NFZ zapowiedział rozpoczęcie współpracy z konsultantką krajową w dziedzinie hematologii i towarzystwami naukowymi w zakresie przejścia rejestru Systemu Monitorowania Programów Terapeutycznych (SMPT) programu lekowego szpiczaka mnogiego na platformę P1 w formie pilotażu.
Wykorzystajmy dane, które gromadzimy
Klinicyści już od dawna apelują o dostęp do danych SMPT, gdzie sami wprowadzają informacje na temat zrealizowanych badań i przebiegu terapii pacjentów leczonych w ramach Programów Lekowych. Wgląd do tych danych pozwoliłby na lepszą ocenę skuteczności terapii, efektywności programów lekowych, a także precyzyjniejsze planowanie działań zdrowotnych. Umożliwiłby także dokładną ocenę zapotrzebowania na konkretne leki w ramach programów lekowych. Tymczasem teraz brakuje podstaw do takiej analizy i podejmowania decyzji dotyczących ewentualnej rozbudowy lub modyfikacji istniejących programów lekowych.

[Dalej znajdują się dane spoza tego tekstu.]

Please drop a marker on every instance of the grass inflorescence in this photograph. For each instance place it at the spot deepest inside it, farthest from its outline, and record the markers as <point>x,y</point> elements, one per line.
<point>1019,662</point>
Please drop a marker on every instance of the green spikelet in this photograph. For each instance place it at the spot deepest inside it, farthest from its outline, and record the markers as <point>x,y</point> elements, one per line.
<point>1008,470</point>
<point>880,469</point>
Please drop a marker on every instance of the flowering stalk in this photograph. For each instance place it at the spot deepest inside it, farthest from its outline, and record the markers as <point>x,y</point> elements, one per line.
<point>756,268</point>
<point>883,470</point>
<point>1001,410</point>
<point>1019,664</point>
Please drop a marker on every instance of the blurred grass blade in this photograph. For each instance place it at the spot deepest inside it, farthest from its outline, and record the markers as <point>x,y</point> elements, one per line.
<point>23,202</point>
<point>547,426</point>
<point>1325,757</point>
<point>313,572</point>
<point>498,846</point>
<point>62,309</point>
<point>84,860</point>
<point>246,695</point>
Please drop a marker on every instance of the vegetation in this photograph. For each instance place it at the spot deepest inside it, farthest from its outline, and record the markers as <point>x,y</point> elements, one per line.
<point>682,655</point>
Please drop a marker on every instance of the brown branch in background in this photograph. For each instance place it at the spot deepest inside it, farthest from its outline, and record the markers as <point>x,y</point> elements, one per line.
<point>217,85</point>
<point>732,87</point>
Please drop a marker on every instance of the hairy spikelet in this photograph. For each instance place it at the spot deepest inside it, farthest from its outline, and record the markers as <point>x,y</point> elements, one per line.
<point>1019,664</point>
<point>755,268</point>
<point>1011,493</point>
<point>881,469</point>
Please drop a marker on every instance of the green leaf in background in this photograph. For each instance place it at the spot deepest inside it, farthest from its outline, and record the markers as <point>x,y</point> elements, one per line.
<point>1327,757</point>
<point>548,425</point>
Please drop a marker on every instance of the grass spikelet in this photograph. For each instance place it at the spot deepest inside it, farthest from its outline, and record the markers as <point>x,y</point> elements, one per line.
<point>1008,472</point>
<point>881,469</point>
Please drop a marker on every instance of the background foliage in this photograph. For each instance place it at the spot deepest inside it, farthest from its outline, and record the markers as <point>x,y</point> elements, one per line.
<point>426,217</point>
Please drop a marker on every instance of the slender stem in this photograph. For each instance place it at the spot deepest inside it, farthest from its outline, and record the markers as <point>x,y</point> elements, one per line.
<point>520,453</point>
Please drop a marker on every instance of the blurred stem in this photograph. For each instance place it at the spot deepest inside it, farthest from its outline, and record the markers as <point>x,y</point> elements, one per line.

NFZ we współpracy z Centrum E-Zdrowia pracuje nad przejściem rejestru SMPT na platformę P1. Pilotażowo realizowane jest już to dla programu lekowego guzów litych. Nowy system, budowany w P1 ma być bardziej przyjazny, jeżeli chodzi o wprowadzanie danych. Zakres gromadzonych ma umożliwiać generowanie różnego rodzaju zestawień i raportów, między innymi na temat oceny skuteczności leczenia. Będzie też integrował się z systemami, które są u świadczeniodawców.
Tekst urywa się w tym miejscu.